… from the newsletter notes of Head Teacher John Boyce
Cardinal Hume sums up our philosophy:
Education, in its broadest sense, is concerned with life long inner growth, with achieving of personal wholeness and integrity, with the development to the utmost of personal gifts and creativity. It is one of the teachers’ tasks to help develop their pupils’ ability to form relationships and to be part of a living and loving community. That part of the teacher’s job is highly skilled, vitally important and sometimes lost sight of. One of the secrets here is to recognise that a school is not an institution, but a community.
We take pride in our pastoral care of students, and the Student Services faculty works at the heart of our school. Under the guidance of faculty head Mike Rose, the faculty oversees staff training in behavioural management and pastoral care of students, supporting students through counselling, reading and special needs. They support the whanau teachers, and gather data on students and make sure their needs are addressed. They look after careers counselling and vocational training courses, our peer mediation programme and peer support-where senior students give their time to help students in junior classes.
In some schools pastoral care is delegated to a group of deans – at Garin every teacher has an important role in helping to foster the whole person of our students.
As a Catholic school we recognise the “whole person” of each student – and we try to acknowledge all the needs (and gifts) of students.

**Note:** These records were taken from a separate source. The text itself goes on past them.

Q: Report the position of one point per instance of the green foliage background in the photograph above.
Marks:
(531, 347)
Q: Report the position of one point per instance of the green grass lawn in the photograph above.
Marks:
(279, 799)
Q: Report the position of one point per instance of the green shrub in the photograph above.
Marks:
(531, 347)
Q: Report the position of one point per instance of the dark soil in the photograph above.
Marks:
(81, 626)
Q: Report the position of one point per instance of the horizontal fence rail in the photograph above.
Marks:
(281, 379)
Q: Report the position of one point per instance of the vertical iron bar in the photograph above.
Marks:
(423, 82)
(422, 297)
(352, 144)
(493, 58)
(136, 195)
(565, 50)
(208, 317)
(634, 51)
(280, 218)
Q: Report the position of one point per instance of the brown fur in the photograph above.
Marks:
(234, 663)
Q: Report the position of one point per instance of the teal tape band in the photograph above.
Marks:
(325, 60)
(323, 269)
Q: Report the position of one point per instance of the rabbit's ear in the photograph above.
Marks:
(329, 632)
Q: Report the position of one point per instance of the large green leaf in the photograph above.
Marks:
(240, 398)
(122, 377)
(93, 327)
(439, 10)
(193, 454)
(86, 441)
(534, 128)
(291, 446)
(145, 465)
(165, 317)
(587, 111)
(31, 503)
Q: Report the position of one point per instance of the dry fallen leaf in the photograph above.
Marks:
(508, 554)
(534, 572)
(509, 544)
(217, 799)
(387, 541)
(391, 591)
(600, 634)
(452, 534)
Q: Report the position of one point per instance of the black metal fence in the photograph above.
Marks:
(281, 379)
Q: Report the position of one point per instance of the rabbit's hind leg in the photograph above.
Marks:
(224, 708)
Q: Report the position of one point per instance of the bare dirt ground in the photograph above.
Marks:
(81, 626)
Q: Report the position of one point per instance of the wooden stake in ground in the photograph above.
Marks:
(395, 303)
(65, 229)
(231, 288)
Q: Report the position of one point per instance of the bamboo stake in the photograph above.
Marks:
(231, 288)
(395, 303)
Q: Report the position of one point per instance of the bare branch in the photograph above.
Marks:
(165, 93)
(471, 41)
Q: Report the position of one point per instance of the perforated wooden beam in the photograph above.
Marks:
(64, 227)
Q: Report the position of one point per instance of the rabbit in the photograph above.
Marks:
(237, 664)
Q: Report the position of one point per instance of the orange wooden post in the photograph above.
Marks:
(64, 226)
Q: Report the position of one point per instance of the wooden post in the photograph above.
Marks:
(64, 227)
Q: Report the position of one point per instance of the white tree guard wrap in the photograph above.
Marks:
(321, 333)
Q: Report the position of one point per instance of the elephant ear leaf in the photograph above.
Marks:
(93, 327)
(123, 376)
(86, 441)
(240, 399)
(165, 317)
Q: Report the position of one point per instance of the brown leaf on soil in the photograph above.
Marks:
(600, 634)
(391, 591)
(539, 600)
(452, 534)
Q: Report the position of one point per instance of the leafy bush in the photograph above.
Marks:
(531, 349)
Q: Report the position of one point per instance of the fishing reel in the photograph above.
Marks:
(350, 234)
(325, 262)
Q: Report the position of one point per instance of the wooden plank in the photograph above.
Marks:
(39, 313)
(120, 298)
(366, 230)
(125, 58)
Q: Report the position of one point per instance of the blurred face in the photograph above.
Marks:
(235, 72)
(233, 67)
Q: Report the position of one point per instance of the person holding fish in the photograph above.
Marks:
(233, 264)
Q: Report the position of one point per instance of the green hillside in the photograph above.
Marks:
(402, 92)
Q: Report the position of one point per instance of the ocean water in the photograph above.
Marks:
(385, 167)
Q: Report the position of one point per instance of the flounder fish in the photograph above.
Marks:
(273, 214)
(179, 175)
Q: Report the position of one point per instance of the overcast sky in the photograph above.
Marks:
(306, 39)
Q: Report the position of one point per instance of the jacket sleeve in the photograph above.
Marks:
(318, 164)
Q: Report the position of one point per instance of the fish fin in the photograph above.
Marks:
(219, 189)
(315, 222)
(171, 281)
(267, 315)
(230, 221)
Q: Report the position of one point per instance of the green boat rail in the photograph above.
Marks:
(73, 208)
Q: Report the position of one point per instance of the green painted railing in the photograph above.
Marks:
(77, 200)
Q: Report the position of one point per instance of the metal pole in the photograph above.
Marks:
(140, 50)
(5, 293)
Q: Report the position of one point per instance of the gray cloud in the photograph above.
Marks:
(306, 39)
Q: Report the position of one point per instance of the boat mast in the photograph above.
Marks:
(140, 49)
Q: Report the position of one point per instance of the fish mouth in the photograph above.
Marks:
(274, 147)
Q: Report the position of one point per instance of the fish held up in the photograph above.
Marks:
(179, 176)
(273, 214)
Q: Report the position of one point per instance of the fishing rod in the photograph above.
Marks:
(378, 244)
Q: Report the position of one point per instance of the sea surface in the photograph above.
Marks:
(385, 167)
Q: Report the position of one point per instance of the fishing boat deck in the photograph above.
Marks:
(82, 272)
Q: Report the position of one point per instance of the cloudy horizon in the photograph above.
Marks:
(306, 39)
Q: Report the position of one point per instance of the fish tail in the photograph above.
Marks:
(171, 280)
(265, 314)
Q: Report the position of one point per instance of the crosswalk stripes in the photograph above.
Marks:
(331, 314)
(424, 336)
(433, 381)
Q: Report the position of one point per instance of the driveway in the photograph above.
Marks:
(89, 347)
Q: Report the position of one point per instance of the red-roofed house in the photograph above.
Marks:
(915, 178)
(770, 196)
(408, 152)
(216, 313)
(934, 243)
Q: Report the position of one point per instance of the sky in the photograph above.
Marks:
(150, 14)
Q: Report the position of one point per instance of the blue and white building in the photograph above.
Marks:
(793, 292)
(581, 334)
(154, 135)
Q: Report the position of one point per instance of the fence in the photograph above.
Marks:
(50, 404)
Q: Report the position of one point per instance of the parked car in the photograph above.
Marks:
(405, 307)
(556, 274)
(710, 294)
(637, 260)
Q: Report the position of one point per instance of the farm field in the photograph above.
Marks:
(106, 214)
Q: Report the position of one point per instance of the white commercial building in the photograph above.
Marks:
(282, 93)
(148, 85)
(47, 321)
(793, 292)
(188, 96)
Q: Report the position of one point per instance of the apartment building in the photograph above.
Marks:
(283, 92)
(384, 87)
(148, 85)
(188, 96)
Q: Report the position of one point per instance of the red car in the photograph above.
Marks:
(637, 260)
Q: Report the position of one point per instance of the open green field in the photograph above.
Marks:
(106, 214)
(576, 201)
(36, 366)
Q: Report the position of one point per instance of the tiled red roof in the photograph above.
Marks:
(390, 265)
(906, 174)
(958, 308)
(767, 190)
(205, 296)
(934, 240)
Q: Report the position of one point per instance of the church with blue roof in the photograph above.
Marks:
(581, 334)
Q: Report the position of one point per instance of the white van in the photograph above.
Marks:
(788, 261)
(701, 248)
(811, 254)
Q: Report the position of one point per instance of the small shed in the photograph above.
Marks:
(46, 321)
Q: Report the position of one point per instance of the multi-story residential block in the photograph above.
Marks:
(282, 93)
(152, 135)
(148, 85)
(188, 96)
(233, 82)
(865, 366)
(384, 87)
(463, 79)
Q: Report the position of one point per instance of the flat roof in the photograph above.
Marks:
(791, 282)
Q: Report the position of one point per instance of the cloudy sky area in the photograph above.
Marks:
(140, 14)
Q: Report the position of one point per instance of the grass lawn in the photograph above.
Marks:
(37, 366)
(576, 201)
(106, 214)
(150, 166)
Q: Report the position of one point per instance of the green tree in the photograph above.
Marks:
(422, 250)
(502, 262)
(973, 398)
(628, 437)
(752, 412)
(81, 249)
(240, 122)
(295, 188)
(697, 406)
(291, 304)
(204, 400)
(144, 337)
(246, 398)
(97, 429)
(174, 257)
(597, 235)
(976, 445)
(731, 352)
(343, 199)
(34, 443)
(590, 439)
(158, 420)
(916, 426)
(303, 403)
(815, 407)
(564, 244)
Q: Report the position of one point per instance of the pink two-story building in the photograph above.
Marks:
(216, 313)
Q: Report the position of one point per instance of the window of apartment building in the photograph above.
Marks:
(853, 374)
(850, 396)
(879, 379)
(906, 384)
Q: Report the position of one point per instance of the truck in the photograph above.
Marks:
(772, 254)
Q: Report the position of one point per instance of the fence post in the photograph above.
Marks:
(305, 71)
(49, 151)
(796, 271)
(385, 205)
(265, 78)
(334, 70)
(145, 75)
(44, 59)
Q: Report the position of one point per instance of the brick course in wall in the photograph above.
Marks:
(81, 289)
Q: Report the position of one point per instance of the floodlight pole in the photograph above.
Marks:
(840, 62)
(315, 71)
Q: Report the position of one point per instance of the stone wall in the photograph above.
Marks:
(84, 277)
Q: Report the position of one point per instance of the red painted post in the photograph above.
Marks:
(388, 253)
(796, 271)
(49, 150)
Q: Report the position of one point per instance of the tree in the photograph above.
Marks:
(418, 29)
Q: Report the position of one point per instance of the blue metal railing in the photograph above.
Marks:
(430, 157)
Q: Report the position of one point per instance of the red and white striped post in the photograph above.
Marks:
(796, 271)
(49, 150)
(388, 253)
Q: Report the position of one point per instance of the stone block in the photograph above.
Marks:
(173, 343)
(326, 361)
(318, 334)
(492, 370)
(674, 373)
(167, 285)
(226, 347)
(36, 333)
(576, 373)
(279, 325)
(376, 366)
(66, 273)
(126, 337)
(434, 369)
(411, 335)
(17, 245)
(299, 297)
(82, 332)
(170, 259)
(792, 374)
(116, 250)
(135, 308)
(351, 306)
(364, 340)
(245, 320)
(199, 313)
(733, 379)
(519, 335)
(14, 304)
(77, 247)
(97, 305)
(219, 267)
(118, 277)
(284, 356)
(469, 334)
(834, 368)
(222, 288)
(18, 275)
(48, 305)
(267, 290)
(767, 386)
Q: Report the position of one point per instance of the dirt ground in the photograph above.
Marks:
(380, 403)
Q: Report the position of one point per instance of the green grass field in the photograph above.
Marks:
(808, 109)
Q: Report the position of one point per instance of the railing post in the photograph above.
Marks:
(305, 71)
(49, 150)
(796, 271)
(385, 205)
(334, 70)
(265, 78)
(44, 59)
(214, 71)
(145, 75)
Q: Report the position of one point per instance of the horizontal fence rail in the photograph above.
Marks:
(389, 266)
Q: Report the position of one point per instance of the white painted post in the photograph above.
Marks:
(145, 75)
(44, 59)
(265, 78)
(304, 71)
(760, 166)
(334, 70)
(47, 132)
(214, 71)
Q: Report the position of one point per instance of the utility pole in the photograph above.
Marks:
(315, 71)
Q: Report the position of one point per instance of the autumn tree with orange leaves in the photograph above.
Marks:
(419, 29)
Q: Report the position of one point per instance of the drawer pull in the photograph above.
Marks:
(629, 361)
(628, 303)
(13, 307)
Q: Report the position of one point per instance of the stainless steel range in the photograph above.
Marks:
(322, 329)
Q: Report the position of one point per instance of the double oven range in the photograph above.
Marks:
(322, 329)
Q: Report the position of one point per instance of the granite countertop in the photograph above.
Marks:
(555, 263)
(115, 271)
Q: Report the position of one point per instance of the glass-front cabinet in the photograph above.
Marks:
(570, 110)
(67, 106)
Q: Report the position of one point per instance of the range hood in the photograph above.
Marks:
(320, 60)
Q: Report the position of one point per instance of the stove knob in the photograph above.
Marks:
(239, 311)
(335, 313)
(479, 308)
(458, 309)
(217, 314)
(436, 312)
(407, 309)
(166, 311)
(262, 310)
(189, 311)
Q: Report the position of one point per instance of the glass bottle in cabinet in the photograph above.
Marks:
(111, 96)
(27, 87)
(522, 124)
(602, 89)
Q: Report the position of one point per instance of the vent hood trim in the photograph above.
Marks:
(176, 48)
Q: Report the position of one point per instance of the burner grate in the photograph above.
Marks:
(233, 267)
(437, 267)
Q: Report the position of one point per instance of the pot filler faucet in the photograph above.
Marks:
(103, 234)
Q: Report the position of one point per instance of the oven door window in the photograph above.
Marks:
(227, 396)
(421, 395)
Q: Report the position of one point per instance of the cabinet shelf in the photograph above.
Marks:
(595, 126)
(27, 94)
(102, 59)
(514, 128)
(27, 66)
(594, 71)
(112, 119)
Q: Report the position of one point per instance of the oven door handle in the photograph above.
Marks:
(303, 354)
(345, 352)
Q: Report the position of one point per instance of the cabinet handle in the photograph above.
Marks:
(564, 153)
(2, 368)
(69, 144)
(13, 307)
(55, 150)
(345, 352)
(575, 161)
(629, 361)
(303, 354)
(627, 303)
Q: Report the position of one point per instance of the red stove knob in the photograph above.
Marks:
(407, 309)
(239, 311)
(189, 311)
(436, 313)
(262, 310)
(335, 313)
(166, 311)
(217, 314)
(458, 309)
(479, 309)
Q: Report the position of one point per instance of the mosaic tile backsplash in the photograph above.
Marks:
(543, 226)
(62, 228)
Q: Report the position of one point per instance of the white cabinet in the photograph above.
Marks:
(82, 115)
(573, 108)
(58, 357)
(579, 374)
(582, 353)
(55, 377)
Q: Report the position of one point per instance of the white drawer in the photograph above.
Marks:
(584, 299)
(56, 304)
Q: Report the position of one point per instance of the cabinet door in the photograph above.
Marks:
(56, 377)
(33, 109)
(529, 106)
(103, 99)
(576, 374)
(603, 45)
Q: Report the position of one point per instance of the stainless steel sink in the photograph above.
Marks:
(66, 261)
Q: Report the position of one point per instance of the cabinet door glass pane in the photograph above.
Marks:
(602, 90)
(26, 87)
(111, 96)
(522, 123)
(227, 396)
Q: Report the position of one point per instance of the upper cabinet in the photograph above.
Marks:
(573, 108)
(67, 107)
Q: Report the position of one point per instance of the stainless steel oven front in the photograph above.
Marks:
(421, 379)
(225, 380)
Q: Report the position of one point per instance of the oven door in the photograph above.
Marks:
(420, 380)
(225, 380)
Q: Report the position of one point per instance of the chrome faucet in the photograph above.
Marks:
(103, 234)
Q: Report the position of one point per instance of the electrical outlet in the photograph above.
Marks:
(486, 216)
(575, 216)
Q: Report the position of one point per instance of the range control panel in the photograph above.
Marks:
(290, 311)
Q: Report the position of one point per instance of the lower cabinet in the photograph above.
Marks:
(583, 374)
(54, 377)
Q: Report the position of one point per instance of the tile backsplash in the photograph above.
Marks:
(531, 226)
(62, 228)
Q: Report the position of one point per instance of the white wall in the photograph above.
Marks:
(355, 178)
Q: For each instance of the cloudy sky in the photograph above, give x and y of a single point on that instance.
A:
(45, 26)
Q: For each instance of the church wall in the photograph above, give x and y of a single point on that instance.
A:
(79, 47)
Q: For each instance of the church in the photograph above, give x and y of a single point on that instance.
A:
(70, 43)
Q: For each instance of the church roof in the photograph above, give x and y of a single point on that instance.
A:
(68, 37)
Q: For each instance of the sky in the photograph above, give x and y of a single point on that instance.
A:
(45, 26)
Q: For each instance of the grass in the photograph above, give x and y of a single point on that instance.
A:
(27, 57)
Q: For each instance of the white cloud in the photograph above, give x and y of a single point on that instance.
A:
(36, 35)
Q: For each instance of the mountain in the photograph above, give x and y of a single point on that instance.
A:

In fact pastoral care involves all the things young people need to help them grow into confident, skilled and positive people with the very best chance of having a happy adult life: we try to wrap all of our supports around a student who needs our help.
That’s a huge task-so how did we go about it?
The Garin whanau teacher is the most important person in the pastoral care of your student. That is the person who is responsible for getting to know each student in terms of all aspects of their pastoral care; that is the person parents normally contact first with a concern. Staff meet in groups every Tuesday to discuss the strengths of the students in their whanau classes, to look for patterns of absences or lateness, to discuss work levels, and changes in attitude and behaviour, and to make sure we are moving forward with each student in need.
We have our own systems for course selection and careers advice, reading support and special needs, vocational education, chaplaincy, and all the rest. And we have our support agencies: we have very good relationships with our Public Health Nurse (who understands the requirements of working in a Catholic environment), counselling services in the community, training organisations, vocational education providers, and all the other support groups in our community.
Pastoral care is the hallmark of Garin-and we put a lot of time and energy into making sure we look after our students.